Mas a mais profunda transformação está no propósito da empresa. Entender porque as empresas existem e o impacto que ela quer ter durante a sua existência são coisas essenciais. Assim como se desdobra a meta de lucro, é necessário desdobrar as metas de impacto social para todas as áreas e funcionários.
E voltando ao impacto da tecnologia, acho que as empresas são cada vez mais vistas no 360 graus. Não existe só o relatório financeiro anual. As redes sociais da empresa e dos seus funcionários são vigiadas em tempo real e facilitam para que seus clientes vejam se o produto, propaganda e atitudes dos funcionários e líderes das empresas estão alinhados e o quanto o propósito da empresa é fraco e frágil ou forte e consistente.
2) Como você vê a crise de hoje mudando o comportamento de consumo dos clientes? De quais maneiras os empreendedores podem auxiliar a construir um mercado mais consciente?

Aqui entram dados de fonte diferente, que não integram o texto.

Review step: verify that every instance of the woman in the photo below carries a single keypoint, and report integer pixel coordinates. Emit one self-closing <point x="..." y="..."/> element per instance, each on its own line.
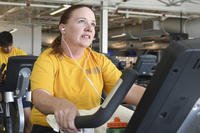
<point x="70" y="75"/>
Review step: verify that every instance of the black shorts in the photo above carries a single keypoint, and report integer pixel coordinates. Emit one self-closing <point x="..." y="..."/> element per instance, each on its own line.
<point x="26" y="104"/>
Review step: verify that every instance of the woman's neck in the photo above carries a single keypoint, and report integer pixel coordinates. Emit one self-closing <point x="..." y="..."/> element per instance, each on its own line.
<point x="72" y="52"/>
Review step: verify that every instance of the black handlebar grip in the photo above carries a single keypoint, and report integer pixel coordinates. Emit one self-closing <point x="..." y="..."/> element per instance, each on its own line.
<point x="110" y="104"/>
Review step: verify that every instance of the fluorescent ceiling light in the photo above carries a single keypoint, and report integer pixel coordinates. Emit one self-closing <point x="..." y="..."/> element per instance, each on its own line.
<point x="120" y="35"/>
<point x="13" y="30"/>
<point x="60" y="9"/>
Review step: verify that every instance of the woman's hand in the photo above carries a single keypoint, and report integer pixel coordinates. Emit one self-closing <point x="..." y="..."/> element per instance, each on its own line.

Apesar de todos os desastres, a crise do covid pressionou as pessoas a reavaliarem seu consumo e isso trouxe uma preocupação positiva pelo consumo do pequeno empreendedor e dos negócios locais. Para eu, que trabalho na Rede Mulher Empreendedora, acho esse movimento muito bacana!
As mulheres empreendedoras, especificamente, tem muito a acrescentar, pois trazem produtos mais preocupados com a diversidade, aumentam as referências de liderança feminina e ajudam a criar sociedades mais prósperas, pois tem uma maior preocupação com a sua comunidade, família e a educação dos seus filhos.

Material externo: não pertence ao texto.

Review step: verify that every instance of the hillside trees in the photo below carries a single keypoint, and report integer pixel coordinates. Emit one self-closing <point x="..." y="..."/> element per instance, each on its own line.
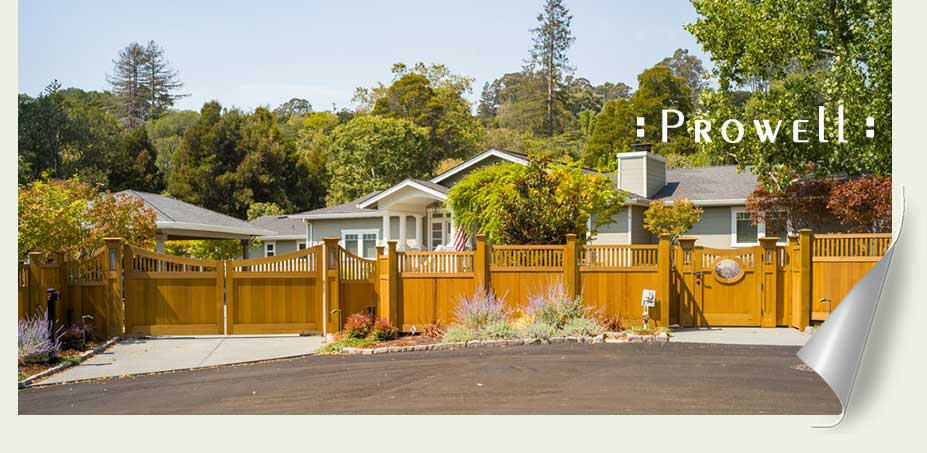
<point x="228" y="160"/>
<point x="143" y="82"/>
<point x="372" y="153"/>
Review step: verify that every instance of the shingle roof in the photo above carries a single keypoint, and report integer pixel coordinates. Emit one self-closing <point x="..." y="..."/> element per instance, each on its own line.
<point x="345" y="208"/>
<point x="431" y="185"/>
<point x="170" y="211"/>
<point x="280" y="224"/>
<point x="707" y="183"/>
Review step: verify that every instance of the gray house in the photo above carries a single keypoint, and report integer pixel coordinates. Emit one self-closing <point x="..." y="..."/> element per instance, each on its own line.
<point x="414" y="212"/>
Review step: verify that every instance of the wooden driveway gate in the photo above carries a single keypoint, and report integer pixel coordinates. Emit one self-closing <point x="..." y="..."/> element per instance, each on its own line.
<point x="278" y="294"/>
<point x="172" y="295"/>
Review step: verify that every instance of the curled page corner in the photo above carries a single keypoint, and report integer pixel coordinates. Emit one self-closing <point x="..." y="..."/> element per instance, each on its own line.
<point x="836" y="349"/>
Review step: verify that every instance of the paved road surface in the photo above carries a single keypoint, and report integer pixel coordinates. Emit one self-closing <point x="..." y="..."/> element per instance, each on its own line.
<point x="550" y="379"/>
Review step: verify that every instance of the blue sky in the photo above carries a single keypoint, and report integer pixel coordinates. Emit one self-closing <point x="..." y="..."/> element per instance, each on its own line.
<point x="249" y="54"/>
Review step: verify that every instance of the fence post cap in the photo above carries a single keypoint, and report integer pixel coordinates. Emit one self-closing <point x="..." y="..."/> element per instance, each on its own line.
<point x="769" y="242"/>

Paralelamente à esse movimento, as grandes marcas foram pressionadas a se posicionar. Vejo um movimento de empresas apoiando os empreendedores: algumas reforçando suas ações de apoio; outras tentando surfar agora essa onda. Cabe aos empreendedores (e as mulheres empreendedoras ;) ) filtrarem quais ações são eficazes para seus negócios durante a crise do covid. E cabe aos consumidores acompanharem e ver quais surfaram esta onda e quais, de fato, incorporaram a causa ao seu propósito.

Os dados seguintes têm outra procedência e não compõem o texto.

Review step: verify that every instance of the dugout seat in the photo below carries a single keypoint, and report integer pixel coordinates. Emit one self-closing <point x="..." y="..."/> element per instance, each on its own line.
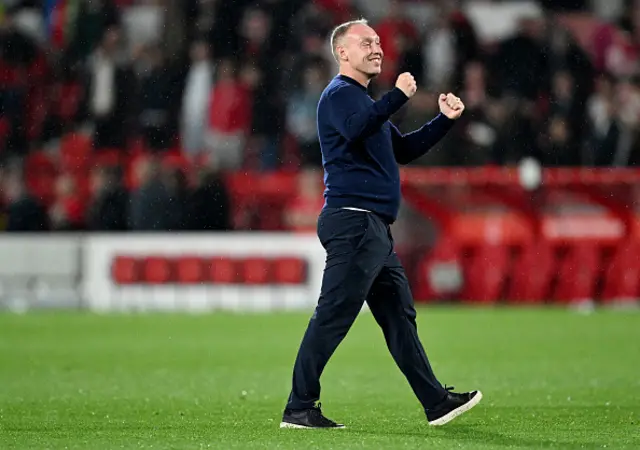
<point x="485" y="274"/>
<point x="289" y="270"/>
<point x="125" y="270"/>
<point x="532" y="274"/>
<point x="189" y="270"/>
<point x="578" y="273"/>
<point x="256" y="271"/>
<point x="157" y="270"/>
<point x="622" y="276"/>
<point x="223" y="270"/>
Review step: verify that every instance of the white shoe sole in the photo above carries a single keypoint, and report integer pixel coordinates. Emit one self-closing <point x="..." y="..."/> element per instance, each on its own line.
<point x="303" y="427"/>
<point x="456" y="412"/>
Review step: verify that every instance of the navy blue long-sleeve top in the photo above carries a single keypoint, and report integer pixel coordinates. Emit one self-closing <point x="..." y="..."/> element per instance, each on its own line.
<point x="361" y="148"/>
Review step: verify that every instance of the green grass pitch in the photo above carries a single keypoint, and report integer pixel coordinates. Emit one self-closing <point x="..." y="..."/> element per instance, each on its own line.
<point x="551" y="379"/>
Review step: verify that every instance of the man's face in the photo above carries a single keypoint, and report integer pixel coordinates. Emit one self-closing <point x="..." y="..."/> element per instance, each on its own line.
<point x="360" y="48"/>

3) Antes sendo relacionado apenas com o meio ambiente pela maioria, o Desenvolvimento Sustentável vem sendo cada vez mais discutido como ferramenta de obtenção da igualdade social e prosperidade econômica. Como você acredita que as ODS podem impactar o mercado?
Como uma boa engenheira, gosto de um framework! O lado positivo é poder fazer discussões em fóruns mais especialistas e tentar compartilhar boas práticas entre semelhantes. O lado negativo é a complexidade de ter uma ferramenta com muitas frentes, indicadores, informações e pessoas querendo enquadrar e classificar tudo.
O importante para mim é que a ferramenta seja utilizada como um guia para nortear as discussões dos diversos atores - pessoas, empresas, governos, instituições - e menos uma ferramenta de rigor metodológico para auditoria, ranking, competição de iniciativas e normatização do que é certo ou não. Se bem utilizado, as ODS são ótimas para ajudar o mercado a navegar pela obtenção da igualdade social e prosperidade econômica!